I have posted a small design document to introduce a new “runone” job dependency which lets user submit multiple interdependent jobs with different resource requests. PBS ensures that only one of the dependent job requests runs and makes sure that once the running job ends all dependent jobs are deleted.
This gives users the potential to submit the same job with different resource requests and have PBS select whichever resource request it can run sooner.
Please have a look at the design and provide comments.
I wouldn’t say Interface 1. You are describing the whole feature
Change your example where you submit J1 and J2 before submitted J3 with the dependency. While this will work, it is not how we want to tell users to submit them. If you submit J1 and J2 and then submit the dependent job J3, it’s possible that J1 and J2 start running before you submit J3 to tie them all together. You should submit J1, then J2 with a runone dependency on J1, and then J3 with a runone dependency on J1.
Can you use an ‘on’ dependency on J1 to hold it until all the dependent jobs are submitted?
Say the reason why you hold the jobs instead of immediately delete them. Currently you have to kind of infer from the later bullet about when you requeue the job.
I wouldn’t use the abort record in the accounting log. I’d use the normal D record for delete. Just add another key-value pair on the line saying dependency=runone:9.centos or something like that. We can document that that means the job was deleted due to 9.centos completing. Your message is a little wordy for the accounting log. The accounting log should be more computer-parsing friendly.
I wouldn’t reject a job if its runone dependency is already running. I’d accept it and immediately put a system hold on it. If the running job is requeued, we want the entire dependency chain available to rerun.
Say what happens if the admin releases the system hold on one of the jobs.

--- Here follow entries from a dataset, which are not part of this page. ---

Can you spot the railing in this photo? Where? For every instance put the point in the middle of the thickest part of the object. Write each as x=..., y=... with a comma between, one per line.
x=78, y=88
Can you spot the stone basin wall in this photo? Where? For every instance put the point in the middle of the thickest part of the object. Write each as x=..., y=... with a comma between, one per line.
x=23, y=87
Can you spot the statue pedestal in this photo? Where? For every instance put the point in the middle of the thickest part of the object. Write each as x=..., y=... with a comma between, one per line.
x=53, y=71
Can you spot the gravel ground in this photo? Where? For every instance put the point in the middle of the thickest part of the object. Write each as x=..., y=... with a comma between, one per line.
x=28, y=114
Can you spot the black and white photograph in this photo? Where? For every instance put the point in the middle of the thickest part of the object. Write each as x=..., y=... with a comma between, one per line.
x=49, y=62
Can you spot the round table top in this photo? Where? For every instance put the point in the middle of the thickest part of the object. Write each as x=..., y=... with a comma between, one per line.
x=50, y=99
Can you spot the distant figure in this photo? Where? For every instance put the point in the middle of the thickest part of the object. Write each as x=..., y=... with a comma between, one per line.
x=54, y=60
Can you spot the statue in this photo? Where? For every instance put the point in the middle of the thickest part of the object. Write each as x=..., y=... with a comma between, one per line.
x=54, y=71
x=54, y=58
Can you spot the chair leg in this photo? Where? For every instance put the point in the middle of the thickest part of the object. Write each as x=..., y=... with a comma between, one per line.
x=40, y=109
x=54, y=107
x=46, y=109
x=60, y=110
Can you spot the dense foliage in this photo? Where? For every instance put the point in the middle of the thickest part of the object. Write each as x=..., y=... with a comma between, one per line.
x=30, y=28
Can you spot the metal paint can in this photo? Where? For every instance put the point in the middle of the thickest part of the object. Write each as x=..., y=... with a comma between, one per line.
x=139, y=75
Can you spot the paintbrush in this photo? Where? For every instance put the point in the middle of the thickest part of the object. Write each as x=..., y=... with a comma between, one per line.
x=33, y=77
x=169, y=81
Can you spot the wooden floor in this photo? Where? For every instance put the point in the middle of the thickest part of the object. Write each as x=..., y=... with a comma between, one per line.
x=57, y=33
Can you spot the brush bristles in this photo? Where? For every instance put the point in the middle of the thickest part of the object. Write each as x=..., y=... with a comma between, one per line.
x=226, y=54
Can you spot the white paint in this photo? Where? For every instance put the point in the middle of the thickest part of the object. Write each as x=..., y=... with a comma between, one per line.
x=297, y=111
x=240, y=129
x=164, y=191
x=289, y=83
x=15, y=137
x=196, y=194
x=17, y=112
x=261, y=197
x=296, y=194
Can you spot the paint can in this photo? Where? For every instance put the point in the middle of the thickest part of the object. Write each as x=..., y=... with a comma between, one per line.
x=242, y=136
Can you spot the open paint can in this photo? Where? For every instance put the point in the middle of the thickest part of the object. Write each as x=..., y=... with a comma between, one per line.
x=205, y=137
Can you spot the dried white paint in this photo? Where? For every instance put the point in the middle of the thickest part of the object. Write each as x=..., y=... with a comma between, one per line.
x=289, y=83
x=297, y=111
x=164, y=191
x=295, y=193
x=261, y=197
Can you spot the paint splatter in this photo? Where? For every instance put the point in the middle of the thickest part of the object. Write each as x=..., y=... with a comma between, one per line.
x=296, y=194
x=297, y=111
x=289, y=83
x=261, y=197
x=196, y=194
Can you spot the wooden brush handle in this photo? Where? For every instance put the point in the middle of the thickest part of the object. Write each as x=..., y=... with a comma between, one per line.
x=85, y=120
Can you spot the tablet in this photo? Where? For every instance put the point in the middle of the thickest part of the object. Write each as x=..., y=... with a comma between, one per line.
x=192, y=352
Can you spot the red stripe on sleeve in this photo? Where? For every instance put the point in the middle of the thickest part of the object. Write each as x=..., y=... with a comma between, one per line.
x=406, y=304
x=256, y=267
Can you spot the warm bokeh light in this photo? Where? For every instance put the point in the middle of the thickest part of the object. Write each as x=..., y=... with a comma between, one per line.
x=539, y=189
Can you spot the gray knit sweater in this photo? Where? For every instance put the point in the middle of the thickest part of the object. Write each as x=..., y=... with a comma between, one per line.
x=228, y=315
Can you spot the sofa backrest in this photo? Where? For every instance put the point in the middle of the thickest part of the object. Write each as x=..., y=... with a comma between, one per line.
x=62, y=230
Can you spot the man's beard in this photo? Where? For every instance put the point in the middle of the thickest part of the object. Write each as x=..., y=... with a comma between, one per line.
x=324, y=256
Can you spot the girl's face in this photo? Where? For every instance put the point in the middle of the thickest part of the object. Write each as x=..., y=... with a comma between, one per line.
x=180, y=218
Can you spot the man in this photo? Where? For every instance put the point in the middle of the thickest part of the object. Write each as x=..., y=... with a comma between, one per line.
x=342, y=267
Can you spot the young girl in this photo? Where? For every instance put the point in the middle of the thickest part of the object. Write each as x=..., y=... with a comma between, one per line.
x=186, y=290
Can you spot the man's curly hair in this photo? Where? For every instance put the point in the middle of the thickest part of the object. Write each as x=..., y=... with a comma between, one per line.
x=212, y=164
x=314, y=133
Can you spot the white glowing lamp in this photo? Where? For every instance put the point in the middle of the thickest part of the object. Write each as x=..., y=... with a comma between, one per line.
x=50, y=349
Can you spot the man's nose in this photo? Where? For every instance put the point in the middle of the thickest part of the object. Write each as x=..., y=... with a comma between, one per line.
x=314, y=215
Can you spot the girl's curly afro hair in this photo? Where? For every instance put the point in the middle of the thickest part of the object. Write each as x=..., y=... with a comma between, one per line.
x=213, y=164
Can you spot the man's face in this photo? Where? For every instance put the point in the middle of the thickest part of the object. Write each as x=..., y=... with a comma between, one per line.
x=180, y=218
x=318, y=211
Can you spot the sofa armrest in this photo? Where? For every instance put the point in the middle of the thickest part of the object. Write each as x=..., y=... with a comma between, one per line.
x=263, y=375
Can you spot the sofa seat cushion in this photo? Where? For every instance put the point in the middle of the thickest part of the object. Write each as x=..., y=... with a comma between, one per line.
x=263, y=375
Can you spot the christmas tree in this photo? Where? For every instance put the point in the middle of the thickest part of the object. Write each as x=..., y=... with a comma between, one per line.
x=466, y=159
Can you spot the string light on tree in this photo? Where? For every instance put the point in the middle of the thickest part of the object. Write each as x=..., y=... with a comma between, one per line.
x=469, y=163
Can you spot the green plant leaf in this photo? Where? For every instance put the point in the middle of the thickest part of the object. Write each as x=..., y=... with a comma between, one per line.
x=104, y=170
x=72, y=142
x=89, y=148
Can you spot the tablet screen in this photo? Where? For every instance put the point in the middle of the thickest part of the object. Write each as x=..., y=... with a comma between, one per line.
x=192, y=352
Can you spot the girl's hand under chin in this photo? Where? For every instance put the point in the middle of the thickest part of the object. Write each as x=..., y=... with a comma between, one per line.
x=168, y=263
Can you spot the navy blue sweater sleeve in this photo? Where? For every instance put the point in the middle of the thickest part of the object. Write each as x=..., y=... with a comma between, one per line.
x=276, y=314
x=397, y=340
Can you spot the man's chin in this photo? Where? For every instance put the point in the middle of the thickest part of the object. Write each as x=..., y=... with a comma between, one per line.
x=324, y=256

I expect it’ll be the same as if an admin releases the system hold on any other dependent job. The hold will be released and the job is available to be run.
I am not sure if we can do that, the reason being that ‘on’ dependency by definition is released after “count dependencies on other jobs have been satisfied”. This would mean that a job submitted with “on=4” would mean that 4 jobs would have to run before this dependency is released. Since this case is about “runone” dependency that means “on” dependency will never be met (if count is more than 1).

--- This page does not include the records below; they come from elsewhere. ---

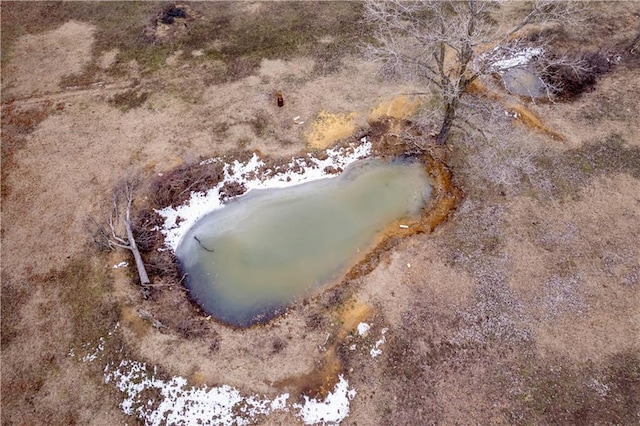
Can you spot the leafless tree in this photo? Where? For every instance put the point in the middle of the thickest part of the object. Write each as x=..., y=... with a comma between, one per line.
x=112, y=238
x=449, y=44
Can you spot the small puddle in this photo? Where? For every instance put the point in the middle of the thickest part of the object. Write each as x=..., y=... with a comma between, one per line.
x=525, y=83
x=250, y=260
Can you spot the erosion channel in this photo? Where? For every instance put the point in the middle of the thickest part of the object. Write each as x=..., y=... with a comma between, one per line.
x=261, y=252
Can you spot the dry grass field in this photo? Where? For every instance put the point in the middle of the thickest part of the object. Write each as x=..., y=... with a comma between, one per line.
x=522, y=308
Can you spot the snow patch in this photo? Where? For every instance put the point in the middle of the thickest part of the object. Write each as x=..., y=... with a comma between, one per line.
x=156, y=401
x=517, y=59
x=177, y=221
x=332, y=410
x=363, y=328
x=375, y=350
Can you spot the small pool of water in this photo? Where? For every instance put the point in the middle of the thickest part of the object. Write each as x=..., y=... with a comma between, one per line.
x=524, y=82
x=249, y=260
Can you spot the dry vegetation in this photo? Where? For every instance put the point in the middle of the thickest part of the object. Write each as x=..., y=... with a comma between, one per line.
x=521, y=309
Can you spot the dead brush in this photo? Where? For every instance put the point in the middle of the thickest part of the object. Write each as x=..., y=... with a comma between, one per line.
x=174, y=188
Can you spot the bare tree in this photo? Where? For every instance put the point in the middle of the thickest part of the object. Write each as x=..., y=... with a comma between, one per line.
x=111, y=237
x=449, y=44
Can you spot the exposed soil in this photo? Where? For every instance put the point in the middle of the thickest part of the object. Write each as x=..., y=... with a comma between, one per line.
x=522, y=307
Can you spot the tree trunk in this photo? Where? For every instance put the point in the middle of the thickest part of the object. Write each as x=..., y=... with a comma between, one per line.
x=142, y=272
x=447, y=122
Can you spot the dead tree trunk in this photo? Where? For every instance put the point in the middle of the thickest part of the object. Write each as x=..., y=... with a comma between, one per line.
x=447, y=123
x=142, y=272
x=112, y=240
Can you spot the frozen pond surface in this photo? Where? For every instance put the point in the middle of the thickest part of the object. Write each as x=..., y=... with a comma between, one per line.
x=263, y=251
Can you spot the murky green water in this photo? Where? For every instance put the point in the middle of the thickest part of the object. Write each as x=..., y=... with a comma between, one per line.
x=260, y=253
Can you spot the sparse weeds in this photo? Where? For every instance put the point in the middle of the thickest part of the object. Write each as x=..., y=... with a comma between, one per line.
x=557, y=392
x=496, y=315
x=560, y=295
x=129, y=99
x=562, y=176
x=278, y=31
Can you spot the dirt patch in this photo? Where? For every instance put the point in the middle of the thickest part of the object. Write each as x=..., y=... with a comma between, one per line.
x=328, y=128
x=39, y=62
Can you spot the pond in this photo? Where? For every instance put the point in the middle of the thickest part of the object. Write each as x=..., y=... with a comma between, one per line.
x=260, y=253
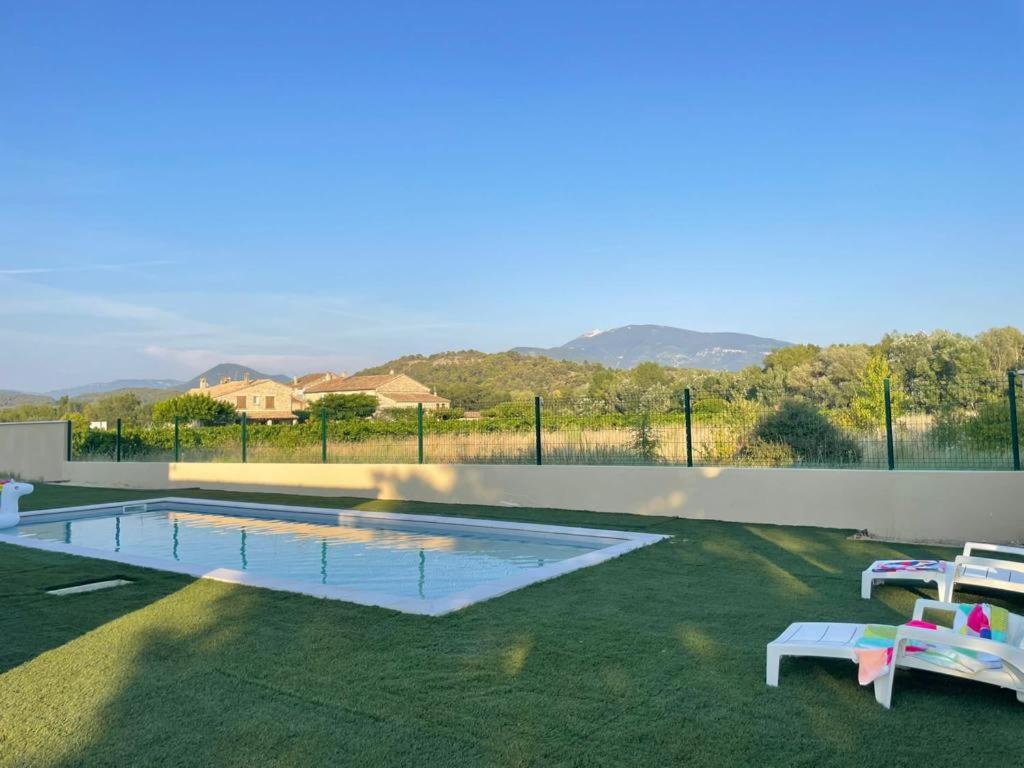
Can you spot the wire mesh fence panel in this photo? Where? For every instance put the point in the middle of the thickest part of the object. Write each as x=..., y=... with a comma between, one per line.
x=966, y=428
x=950, y=428
x=135, y=442
x=627, y=431
x=499, y=432
x=283, y=443
x=93, y=444
x=218, y=441
x=387, y=437
x=792, y=434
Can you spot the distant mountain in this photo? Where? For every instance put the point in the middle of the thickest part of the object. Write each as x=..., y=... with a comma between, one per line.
x=631, y=345
x=232, y=371
x=9, y=397
x=100, y=387
x=214, y=375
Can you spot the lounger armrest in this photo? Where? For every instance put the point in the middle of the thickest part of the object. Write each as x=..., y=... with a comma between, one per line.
x=987, y=562
x=982, y=547
x=924, y=604
x=1007, y=652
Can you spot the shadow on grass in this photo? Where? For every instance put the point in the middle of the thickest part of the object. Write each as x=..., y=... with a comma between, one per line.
x=652, y=658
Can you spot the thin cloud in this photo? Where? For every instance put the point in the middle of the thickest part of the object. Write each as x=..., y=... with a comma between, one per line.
x=85, y=268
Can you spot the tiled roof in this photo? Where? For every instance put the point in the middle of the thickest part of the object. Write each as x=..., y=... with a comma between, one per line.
x=219, y=390
x=309, y=379
x=414, y=397
x=353, y=383
x=229, y=387
x=264, y=415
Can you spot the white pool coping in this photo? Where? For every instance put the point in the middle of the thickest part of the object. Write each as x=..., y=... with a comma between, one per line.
x=434, y=607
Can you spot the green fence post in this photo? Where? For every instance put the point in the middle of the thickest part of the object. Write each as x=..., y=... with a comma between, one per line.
x=1015, y=440
x=323, y=435
x=689, y=432
x=890, y=451
x=537, y=429
x=419, y=431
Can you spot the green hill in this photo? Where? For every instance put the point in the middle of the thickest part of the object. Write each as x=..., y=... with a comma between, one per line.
x=473, y=379
x=10, y=398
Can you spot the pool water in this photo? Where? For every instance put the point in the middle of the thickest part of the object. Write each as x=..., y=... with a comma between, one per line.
x=409, y=559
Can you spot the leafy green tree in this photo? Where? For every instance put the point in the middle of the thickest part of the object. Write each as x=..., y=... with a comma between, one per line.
x=189, y=408
x=868, y=407
x=830, y=379
x=340, y=407
x=940, y=370
x=1005, y=349
x=786, y=358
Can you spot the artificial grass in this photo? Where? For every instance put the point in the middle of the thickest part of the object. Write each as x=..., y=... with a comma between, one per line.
x=653, y=658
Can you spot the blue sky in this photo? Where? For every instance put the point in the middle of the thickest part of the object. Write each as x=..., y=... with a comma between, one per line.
x=332, y=184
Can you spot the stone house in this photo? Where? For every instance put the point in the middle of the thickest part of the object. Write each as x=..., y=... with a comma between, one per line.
x=260, y=399
x=391, y=390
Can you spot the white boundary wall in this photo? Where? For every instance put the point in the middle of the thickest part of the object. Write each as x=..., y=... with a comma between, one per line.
x=908, y=506
x=33, y=451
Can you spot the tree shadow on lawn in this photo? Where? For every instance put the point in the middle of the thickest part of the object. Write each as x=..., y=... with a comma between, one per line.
x=32, y=622
x=652, y=658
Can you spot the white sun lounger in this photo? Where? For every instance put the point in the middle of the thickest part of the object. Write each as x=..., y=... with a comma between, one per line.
x=967, y=569
x=819, y=639
x=989, y=572
x=941, y=579
x=839, y=641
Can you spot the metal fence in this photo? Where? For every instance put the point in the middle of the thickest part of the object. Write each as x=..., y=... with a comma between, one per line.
x=687, y=428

Maybe we do not want users to use “on” dependency because the purpose of this change is to run the jobs sooner. If the first job that they submit itself starts running then they don’t really have to submit more jobs. If I introduce a hold on the job unless the dependencies are met they we are essentially delaying the job startup.
Done
Actually this is not a new accounting log message. This is the exact same message and event that we use when we release the dependency and remove the dependent job. I am not sure changing this message is the right thing to do.

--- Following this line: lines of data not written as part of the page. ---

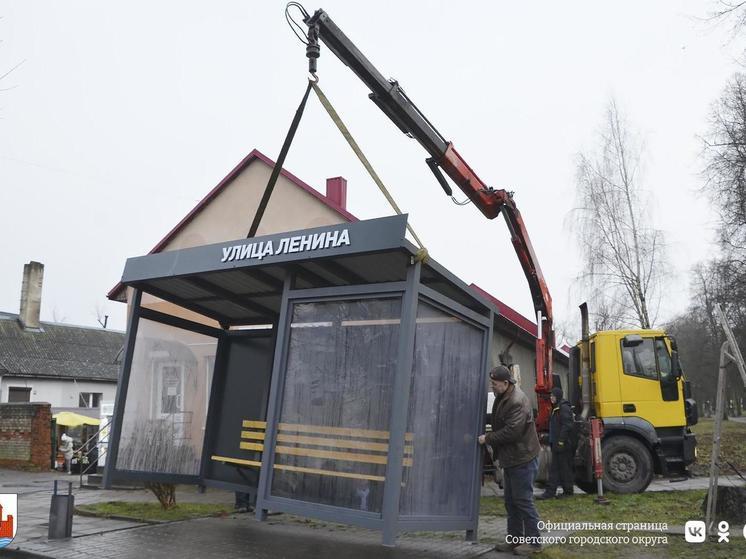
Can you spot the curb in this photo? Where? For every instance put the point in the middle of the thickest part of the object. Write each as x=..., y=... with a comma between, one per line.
x=18, y=552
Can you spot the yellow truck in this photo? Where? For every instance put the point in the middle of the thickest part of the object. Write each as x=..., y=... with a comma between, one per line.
x=633, y=382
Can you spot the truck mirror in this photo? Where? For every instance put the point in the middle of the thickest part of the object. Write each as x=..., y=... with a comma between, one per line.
x=632, y=340
x=675, y=365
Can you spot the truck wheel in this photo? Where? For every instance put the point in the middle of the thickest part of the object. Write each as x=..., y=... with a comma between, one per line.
x=628, y=466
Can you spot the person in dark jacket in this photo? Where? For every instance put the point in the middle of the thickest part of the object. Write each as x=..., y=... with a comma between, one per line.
x=562, y=442
x=515, y=443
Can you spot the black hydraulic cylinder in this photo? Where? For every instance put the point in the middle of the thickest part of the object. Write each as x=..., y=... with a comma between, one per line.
x=388, y=95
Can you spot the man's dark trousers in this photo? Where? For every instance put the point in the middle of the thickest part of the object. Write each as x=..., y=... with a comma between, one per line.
x=560, y=471
x=519, y=499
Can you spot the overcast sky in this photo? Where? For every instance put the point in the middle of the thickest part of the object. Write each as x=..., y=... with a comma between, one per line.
x=123, y=115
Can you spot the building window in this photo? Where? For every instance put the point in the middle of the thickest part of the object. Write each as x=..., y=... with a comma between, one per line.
x=19, y=394
x=89, y=399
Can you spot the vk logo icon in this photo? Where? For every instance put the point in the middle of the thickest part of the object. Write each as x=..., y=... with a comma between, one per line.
x=694, y=531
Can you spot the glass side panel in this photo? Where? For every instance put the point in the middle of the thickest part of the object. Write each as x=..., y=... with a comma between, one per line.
x=163, y=424
x=444, y=400
x=332, y=441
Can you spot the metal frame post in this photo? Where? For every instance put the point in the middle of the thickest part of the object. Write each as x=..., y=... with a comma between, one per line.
x=472, y=534
x=400, y=406
x=712, y=495
x=275, y=401
x=121, y=398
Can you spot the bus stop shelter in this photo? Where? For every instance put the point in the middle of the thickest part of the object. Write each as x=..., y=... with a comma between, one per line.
x=325, y=371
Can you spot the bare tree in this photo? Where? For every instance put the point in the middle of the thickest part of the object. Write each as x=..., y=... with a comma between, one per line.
x=623, y=255
x=101, y=318
x=725, y=167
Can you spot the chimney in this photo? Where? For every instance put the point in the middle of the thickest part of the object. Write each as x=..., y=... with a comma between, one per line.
x=336, y=191
x=33, y=277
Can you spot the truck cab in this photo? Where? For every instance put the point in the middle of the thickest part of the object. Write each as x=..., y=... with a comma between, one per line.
x=639, y=392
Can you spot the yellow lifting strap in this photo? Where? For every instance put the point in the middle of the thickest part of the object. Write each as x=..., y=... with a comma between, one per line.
x=422, y=253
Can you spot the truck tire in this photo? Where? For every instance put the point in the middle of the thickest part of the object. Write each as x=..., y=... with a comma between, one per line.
x=628, y=466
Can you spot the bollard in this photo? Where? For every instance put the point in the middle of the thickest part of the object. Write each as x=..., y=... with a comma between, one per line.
x=61, y=513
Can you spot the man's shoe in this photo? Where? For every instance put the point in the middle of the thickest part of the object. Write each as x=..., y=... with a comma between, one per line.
x=526, y=549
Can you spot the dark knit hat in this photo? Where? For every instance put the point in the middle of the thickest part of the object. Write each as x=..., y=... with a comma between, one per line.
x=501, y=372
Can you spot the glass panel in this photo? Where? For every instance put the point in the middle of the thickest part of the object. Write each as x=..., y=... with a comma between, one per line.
x=639, y=360
x=164, y=416
x=333, y=437
x=444, y=399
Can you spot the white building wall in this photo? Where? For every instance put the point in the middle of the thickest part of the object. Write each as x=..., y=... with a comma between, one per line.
x=59, y=393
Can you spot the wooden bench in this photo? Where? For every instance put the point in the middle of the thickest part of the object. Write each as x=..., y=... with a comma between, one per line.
x=340, y=444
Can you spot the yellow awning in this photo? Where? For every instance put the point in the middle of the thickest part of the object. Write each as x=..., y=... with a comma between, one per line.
x=72, y=419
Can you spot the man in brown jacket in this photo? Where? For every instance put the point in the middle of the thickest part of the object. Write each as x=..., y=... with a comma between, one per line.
x=515, y=443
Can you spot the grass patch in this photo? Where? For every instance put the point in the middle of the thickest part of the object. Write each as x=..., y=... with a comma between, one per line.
x=676, y=546
x=672, y=507
x=153, y=512
x=732, y=445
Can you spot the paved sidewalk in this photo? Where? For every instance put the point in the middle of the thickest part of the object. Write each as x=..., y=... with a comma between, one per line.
x=243, y=536
x=234, y=535
x=35, y=495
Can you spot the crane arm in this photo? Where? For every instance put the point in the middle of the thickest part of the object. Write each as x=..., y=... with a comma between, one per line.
x=390, y=97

I agree, it would be better to accept the job. I’ve made this change
The way I understand the ‘on’ dependency is it a convenience feature (someone correct me if I am wrong). You submit one job with on=4. This will hold the job until you add 4 other dependent jobs to that one and then it’ll remove all the holds at one time. There is no reason you can’t do the same thing with holds, but it is just annoying. The main use of it now is with the before dependencies. You submit one job with an ‘on’ dependency and then submit a number of jobs that run before it.
The way I was thinking was just the convenience of it all. You submit on=4 and you submit all 4 jobs before the dependencies are released from all of them. Since we are thinking of them as a unit, this would allow them to be submitted as a unit.
Once again, it is a convenience feature, so it is not necessary.
Interesting. Since this is the same record used for other dependencies, we should use it for this one.